DEV Community

Cover image for Data Visualisation with 1 Billion Shazam Music Recognitions
Umar Hansa
Umar Hansa

Posted on • Originally published at umaar.com

Data Visualisation with 1 Billion Shazam Music Recognitions

While at university, I joined Shazam as part time web developer. I stayed at Shazam for 5 enjoyable years. This post is about one hackday project I worked on. The project involves plotting one billion Shazam recognitions onto a blank canvas, and then observing the result.

This post also touches upon the process I used to create the visuals.

What is a ‘Shazam recognition’

Think of a Shazam recognition like this. You open up Shazam, the mobile app, and have it ‘listen’ for a piece of music that’s playing in the background. A recognition is the successful identification of the song.

Location data

A user may opt-in to sharing their location data with Shazam. Shazam then makes some of the anonymised location data (latitude and longitude) available to employees, depending on their use case.

Having anonymised location data to visualise was a cool experience. It taught me a lot about processing large datasets, visualisations which tell a story, and visualisations which look pretty but don’t do anything else.

The visualisation

One thing you need to know, all visualisations follow this idea: One dot represents one successful recognition. Dots are plotted onto a geographical coordinate system. This is not the same as taking a Google Map and then plotting location markers over it.

Map Chicago

London

NY

Full

Chicago, London, New York, Full

Map zoomed into New York

Zoomed into New York

I have used colour to differentiate between Android and iOS. Can you guess which is which? Hint: Look at the major cities. Which device type do you think is prevalent there?

  • Android: Red
  • iOS: Blue

If you look closely the the dot maps, you can notice clear definitions for the roads. This can be explained by passengers who are Shazam’ing music playing from car speakers.

I also made maps with alternative colour schemes.

Alt Text

Alt Text

Alt Text

Alt Text

Chicago, Los Angeles, New York, United Kingdom

Interactive Maps

I thought it would be fun to visualise the map interactively. In the same way you would drag/zoom on a Google Map, what if you could also drag/zoom a Shazam map? This element of interactivity is what encourages people to use, explore and learn from the maps. Rather than just being something static that you never revisit.

Alt Text

To do this, I needed to generate millions of map ‘tiles’. For example, here are some tiles of London, taken from Google Maps.

Alt Text

Each tile is a separate image. Take note of the different zoom levels. As you might guess, when you drag and zoom on a Google Map, it presents many different images to you, the images are referred to as map tiles.

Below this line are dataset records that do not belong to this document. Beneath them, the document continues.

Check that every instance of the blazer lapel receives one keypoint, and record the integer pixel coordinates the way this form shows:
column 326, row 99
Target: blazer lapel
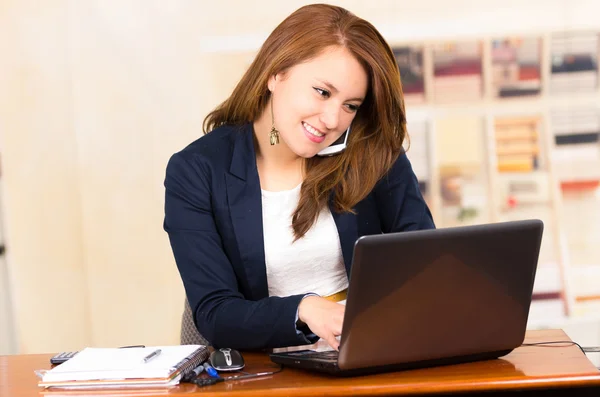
column 348, row 233
column 245, row 206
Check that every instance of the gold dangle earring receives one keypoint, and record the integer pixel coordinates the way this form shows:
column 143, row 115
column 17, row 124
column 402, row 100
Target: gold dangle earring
column 274, row 134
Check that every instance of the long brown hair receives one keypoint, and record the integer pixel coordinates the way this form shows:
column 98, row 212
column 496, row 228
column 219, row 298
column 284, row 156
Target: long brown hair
column 378, row 129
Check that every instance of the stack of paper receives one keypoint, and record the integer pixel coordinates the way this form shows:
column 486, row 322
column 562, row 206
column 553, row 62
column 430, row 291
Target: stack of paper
column 130, row 367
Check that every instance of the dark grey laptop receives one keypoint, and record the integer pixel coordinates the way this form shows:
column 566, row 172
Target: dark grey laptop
column 433, row 297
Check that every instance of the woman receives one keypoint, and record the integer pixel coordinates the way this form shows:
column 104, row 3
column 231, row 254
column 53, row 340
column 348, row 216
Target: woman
column 262, row 227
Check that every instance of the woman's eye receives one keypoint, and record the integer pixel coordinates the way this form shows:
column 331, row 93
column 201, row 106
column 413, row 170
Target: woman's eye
column 352, row 107
column 322, row 92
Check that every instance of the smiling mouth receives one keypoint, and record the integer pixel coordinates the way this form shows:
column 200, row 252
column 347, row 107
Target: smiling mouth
column 312, row 130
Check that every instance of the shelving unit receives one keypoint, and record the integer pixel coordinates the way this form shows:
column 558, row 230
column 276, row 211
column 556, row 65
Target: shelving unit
column 522, row 149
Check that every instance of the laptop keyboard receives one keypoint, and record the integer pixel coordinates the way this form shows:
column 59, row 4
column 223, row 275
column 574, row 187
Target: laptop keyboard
column 327, row 355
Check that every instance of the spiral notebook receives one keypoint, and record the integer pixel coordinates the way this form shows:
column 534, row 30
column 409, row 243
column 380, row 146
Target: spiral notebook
column 133, row 367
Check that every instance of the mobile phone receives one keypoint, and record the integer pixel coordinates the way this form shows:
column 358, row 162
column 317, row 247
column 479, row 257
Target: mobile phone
column 336, row 147
column 65, row 356
column 62, row 357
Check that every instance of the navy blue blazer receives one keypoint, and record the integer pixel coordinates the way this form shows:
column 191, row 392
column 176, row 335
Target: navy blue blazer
column 213, row 217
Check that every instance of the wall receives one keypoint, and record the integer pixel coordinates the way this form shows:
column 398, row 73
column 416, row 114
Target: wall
column 95, row 96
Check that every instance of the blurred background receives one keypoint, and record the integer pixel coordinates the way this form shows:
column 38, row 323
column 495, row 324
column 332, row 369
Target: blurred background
column 503, row 108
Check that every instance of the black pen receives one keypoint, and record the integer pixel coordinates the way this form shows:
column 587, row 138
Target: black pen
column 150, row 356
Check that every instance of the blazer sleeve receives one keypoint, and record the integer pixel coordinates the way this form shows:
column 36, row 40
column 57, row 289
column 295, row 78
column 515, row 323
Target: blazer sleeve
column 399, row 200
column 221, row 313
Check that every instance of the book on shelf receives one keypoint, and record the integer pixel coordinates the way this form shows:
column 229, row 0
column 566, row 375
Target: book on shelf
column 574, row 62
column 516, row 66
column 156, row 366
column 457, row 71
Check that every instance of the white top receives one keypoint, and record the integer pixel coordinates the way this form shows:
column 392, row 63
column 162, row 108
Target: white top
column 313, row 263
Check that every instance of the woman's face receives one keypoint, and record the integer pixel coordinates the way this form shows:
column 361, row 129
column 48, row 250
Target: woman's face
column 314, row 102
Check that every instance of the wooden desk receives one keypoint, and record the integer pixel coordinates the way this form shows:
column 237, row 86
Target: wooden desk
column 550, row 371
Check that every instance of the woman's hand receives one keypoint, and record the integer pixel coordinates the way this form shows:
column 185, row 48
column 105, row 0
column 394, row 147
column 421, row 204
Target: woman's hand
column 323, row 317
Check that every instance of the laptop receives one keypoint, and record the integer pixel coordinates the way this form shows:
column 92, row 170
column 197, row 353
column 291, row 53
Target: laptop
column 432, row 297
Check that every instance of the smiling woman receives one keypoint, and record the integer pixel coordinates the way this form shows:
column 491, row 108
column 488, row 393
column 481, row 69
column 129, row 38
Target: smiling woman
column 262, row 228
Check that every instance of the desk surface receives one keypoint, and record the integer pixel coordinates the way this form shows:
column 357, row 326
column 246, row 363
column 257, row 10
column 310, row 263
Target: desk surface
column 527, row 367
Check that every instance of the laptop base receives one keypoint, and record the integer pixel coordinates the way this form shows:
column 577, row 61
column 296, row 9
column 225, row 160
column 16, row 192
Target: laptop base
column 298, row 360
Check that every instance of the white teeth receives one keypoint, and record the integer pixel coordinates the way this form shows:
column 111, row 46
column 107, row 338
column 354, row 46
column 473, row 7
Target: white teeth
column 310, row 129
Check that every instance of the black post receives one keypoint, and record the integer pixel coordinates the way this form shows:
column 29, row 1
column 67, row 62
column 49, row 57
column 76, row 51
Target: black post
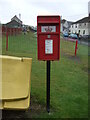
column 48, row 86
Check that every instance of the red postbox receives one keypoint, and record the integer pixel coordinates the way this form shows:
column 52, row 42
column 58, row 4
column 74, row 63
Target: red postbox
column 48, row 37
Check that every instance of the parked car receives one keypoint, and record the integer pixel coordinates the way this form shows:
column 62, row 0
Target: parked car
column 65, row 34
column 74, row 36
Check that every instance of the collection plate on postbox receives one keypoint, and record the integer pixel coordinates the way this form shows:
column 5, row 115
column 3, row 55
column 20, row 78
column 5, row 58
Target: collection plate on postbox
column 48, row 37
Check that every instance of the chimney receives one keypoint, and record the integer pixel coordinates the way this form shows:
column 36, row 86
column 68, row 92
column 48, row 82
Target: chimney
column 19, row 16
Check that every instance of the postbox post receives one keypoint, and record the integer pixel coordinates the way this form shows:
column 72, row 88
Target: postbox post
column 48, row 87
column 6, row 41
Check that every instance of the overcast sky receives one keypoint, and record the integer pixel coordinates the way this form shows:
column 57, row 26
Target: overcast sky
column 71, row 10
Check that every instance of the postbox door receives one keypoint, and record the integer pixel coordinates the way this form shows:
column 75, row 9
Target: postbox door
column 48, row 47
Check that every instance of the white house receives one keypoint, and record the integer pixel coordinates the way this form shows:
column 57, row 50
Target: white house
column 65, row 25
column 81, row 27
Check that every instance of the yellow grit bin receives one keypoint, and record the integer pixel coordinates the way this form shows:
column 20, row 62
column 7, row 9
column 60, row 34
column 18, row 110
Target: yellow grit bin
column 15, row 82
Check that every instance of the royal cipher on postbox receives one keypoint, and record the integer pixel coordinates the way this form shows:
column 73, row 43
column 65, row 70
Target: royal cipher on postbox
column 48, row 37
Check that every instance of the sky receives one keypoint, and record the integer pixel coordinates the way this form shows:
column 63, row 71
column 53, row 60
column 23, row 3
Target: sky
column 71, row 10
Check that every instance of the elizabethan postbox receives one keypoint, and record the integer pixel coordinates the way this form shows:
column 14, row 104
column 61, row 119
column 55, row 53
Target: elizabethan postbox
column 48, row 37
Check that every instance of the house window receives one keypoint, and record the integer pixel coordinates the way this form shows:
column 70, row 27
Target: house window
column 76, row 26
column 83, row 32
column 80, row 25
column 79, row 32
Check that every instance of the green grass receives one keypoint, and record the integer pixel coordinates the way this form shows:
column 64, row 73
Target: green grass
column 69, row 79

Here are the tiles of the Shazam Map.

Alt Text

In total, I created over 40GB worth of tile data. This is because of the zoom level I had specified. A high zoom level means those viewing the map are able to zoom into a greater level.

Upon reviewing the visualisations with colleagues, we kept wondering: What “place” was in the location of large clusters. For example, was it a music venue where people would frequently be using Shazam?

To help answer this question, I had an idea: What if I used a location service to determine what places are currently present. To do this, I used the Google Maps Places API. Every time you scroll to a new location, I query Google Maps API to ask the question: What places are within this location?

Alt Text

When using this feature, we began to realise that clusters of dots would typically be the result of: cafes, night clubs, shopping centers, convenience stores and others.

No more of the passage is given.